Lest any Reform or Conservative activists see the above as elevating their own moral or religious status, think again. Secular Israeli Jews do not need another cadre of rabbis (male or female) seeking their own share of attention and other goodies. If getting along with the center of the Israeli Jewish spectrum is prominent in the goals of religious but non-Orthodox Jews from overseas and Israel, the way is not by clamoring for equality or a larger share of the Western Wall, rabbinical rights to wed or divorce the faithful, and along way accusing us of being undemocratic and other nasty things.
It is likely that many of those seeking to acquire and to hold onto jobs are also motivated by the highest of values associated with Judaism.
None of the above is a sign of Jewish self-hatred or any other kind of anti-Semitism.

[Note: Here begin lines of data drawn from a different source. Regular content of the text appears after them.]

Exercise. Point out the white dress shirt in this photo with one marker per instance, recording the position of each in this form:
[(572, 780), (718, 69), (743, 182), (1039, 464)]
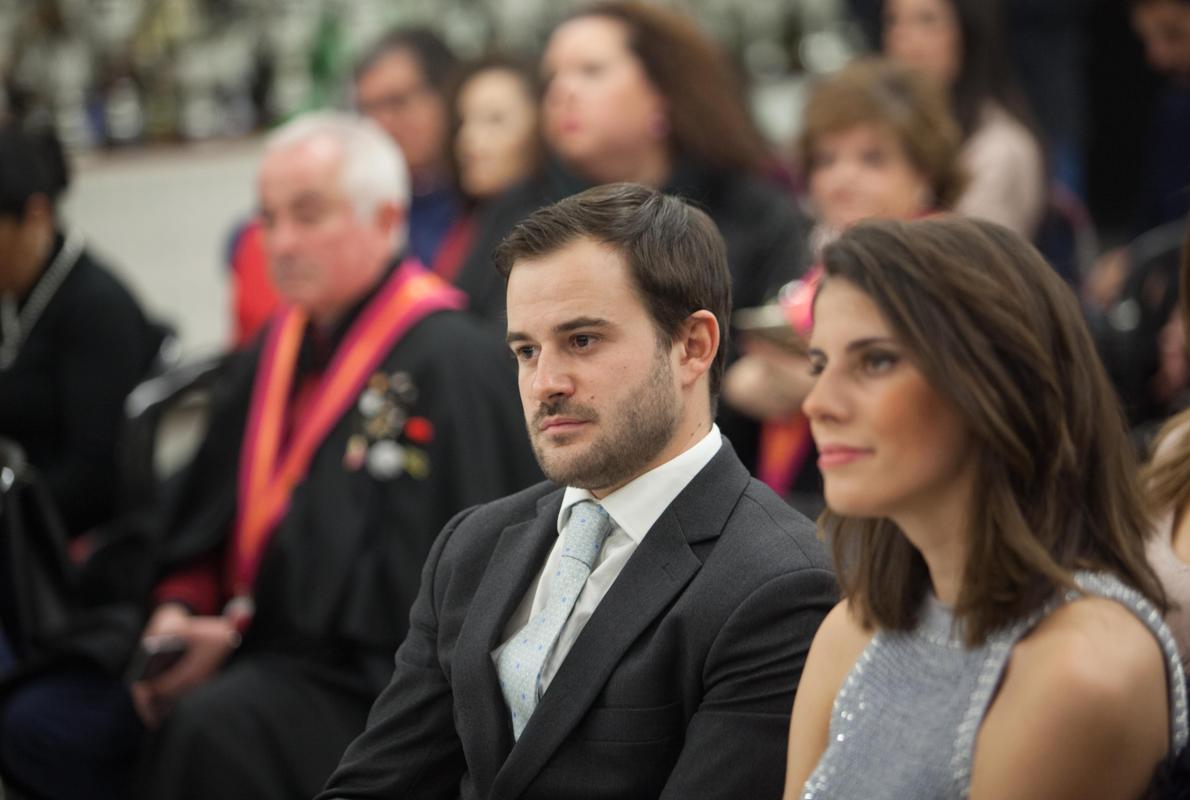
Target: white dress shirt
[(633, 510)]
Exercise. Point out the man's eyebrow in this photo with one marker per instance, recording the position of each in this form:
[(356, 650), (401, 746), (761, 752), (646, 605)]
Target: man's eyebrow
[(575, 324), (581, 322)]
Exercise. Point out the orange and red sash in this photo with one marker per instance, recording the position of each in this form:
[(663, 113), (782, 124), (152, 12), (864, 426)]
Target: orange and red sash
[(782, 451), (269, 472)]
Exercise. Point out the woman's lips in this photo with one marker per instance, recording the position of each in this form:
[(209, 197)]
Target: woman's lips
[(838, 456)]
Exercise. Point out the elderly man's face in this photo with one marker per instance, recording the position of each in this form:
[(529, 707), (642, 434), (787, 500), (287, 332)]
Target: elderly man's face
[(323, 256)]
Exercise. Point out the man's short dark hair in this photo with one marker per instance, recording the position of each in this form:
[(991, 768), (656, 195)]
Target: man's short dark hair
[(433, 56), (675, 254)]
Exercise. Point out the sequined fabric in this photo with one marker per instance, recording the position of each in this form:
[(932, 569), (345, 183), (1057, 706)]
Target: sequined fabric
[(904, 723)]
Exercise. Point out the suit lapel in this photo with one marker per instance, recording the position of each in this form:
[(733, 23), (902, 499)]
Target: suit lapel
[(653, 576), (483, 720)]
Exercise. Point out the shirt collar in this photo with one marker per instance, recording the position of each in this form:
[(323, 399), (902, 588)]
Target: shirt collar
[(637, 505)]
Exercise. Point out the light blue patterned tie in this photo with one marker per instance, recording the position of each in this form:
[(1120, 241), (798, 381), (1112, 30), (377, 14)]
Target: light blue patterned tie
[(523, 657)]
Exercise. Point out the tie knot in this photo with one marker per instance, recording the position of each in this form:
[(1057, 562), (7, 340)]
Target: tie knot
[(583, 537)]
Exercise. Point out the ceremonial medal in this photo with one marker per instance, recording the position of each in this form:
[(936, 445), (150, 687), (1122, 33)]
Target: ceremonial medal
[(386, 460), (357, 451)]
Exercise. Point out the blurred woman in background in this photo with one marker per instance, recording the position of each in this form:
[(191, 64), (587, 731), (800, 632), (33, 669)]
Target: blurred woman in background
[(495, 145), (1001, 632), (73, 339), (958, 43), (1167, 476), (877, 142)]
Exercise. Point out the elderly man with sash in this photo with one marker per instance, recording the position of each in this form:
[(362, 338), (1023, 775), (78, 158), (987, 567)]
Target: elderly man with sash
[(368, 416), (368, 413)]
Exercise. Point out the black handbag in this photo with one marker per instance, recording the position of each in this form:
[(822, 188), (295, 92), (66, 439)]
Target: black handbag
[(35, 572)]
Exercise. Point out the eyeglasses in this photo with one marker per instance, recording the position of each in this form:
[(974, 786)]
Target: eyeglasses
[(394, 102)]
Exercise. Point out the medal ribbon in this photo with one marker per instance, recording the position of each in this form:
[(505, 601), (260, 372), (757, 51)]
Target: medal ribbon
[(782, 452), (267, 475)]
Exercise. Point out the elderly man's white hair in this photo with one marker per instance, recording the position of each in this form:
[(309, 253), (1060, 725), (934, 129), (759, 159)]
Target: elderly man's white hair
[(373, 169)]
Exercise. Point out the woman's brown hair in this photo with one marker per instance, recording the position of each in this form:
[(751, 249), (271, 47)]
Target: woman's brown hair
[(708, 114), (1167, 476), (903, 101), (1001, 337)]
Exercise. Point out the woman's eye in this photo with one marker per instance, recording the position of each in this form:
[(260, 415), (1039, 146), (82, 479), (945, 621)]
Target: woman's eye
[(874, 157), (876, 362)]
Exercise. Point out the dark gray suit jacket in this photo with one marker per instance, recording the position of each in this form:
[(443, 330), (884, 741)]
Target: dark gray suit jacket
[(680, 685)]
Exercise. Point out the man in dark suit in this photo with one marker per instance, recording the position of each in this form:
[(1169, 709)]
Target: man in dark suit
[(637, 626)]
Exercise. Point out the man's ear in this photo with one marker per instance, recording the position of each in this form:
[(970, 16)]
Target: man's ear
[(389, 217), (697, 345), (38, 208)]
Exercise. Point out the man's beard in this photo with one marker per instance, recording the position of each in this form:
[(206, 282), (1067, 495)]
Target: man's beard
[(630, 439)]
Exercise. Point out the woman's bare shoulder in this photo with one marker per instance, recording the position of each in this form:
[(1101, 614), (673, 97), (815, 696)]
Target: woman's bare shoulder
[(1082, 710)]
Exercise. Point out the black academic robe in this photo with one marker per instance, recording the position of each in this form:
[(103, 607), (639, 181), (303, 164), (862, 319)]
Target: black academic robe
[(340, 572)]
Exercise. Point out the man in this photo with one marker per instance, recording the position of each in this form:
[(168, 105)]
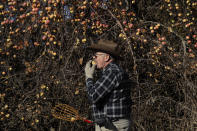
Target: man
[(110, 94)]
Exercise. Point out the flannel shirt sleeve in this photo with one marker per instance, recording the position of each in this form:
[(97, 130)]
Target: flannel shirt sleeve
[(102, 86)]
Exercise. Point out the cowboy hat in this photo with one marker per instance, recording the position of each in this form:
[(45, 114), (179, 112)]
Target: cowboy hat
[(106, 46)]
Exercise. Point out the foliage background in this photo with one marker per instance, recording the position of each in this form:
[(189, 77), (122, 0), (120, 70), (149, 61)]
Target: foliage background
[(43, 53)]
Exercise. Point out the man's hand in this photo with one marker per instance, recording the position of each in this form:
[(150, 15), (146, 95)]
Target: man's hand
[(89, 71)]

Outside of the religious establishment are elements of Jewish culture that are moderate, flexible, pragmatic, concerned to advance the various fields of culture and science, and more attendant to changes in problems and opportunities than to any ideological or theological claims of enduring truth.
Prominent in Israel’s attractions is the opportunity to enjoy the pleasures of Jewish culture, including a study of its various secular and religious manifestations, without having to sit for hours through the rituals of one or another variety of Judaism. Being Jewish without going to synagogue (Orthodox, Conservative, or Reform), along with a few other goodies, makes for a decent conception of the good life.